Approfittando degli ultimi ribassi dei saldi sono andata in un centro commerciale a provare dei capi, anche per sfuggire al caldo assurdo di questi giorni. La cosa bella di questi negozi è che puoi provare e giocare con numerosi capi e lasciarli nel camerino se non vanno bene.
Tra l’altro ho dei problemi di taglia, ora porto una misura “L” da donna, ma che può essere una 46 oppure una 48 sempre da donna (come uomo portavo la 52 e la 54 quando avevo preso peso), poi ho le spalle importanti (non grosse), quindi a volte vado in camerino con due abiti uguali di taglie diverse per vedere in quale entro.
Queste giacche hanno attirato la mia attenzione e soprattutto il colore: una nera e l’altra bianco latte. Le ho indossate e mi sono guardata nello specchio della stanza che era distante e mi vedevo a figura intera, stavo bene con entrambe. A fianco delle giacche c’erano anche delle camicie da donna di vari colori e ho provato degli abbinamenti di colore, mettendole vicino. Vista da lontano stavo bene con qualsiasi cosa, così sono andata nel camerino con le giacche e tre camicette di colori diversi.

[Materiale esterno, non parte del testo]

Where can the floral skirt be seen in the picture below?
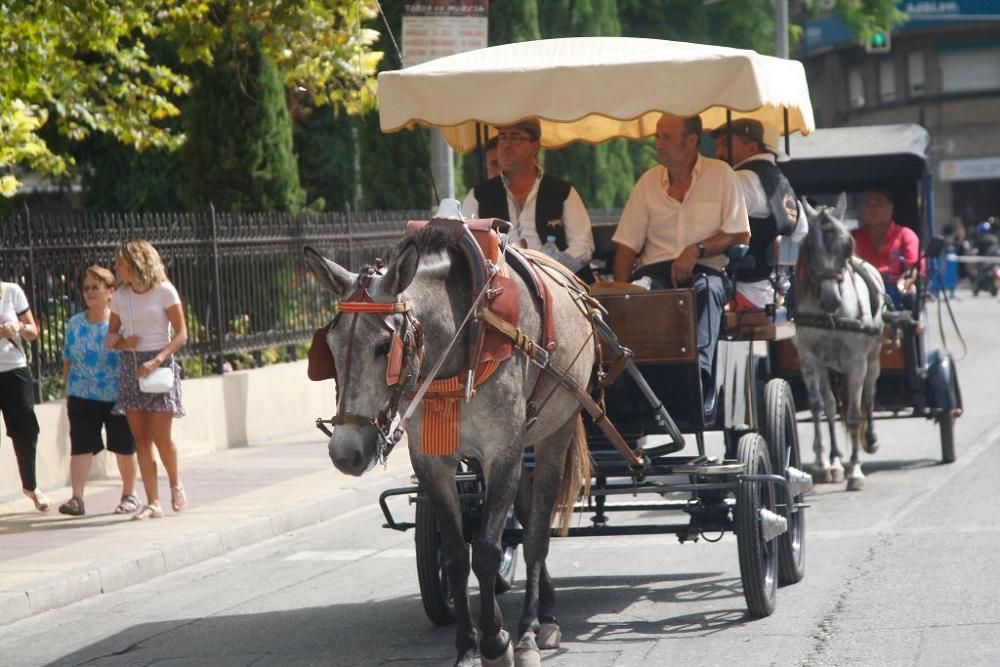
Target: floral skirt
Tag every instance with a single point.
(129, 396)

Ho indossato ogni camicetta e giacca facendomi dei selfie con il cellulare, l’esperimento era di vedere le foto alla fine e vedermi “da fuori”, lontana dalla trappola degli specchi giganti presenti nel camerino dove sembrava che tutto mi andasse splendidamente. Tra l’altro tre camicette apparentemente uguali avevano le maniche diverse.
Il rivedersi ‘dopo’ è anche una delle tecniche che uso per il blog, molte foto sono pubblicate per vanità lo ammetto, ma tante di esse mi servono per vedermi da fuori mesi dopo, anche anni. Il testo del blog aggiunge il contesto alla mera immagine e mi ha aiutata a vedermi “per davvero” come ero e non come mi sentivo e vedevo filtrandoci le mie paturnie mentali.
Nelle foto ho visto alcuni abbinamenti di colore che non funzionavano, ma soprattutto indossando la giacca nera vedevo la me stessa maschile e provavo una sensazione di disagio. Sensazione che ho ancora indossando dei pantaloni che potrebbero essere anche maschili.
Alla fine ho scelto la giacca bianca, l’ho indossata e mi sono vista anche con gli specchi dei camerini di fronte così da vedermi “da lontano”, peccato che nessuna delle camicette mi ha convinto.
In un altro negozio però ho trovato con ottimi prezzi una canotta nera da tenere sotto la giacca, che è uno dei miei capi di abbigliamento femminile da sempre desiderati, ma che non avevo ancora potuto indossare; e una maglietta azzurra, colore che fino a qualche mese fa mi ricordava anche qui il blu maschile di quasi tutti gli abiti da uomo.
Il giorno dopo, di mattina presto, prima che arrivasse il caldo, ho provato a completare l’outfit con altri abiti che ho nell’armadio (sempre più pieno) e l’effetto generale mi è piaciuto molto: una donna elegante che si sente a proprio agio e che forse era meglio darsi una pettinata prima di fare le prove, anche se il capello “libero” è piaciuto molto ad alcune mie amiche.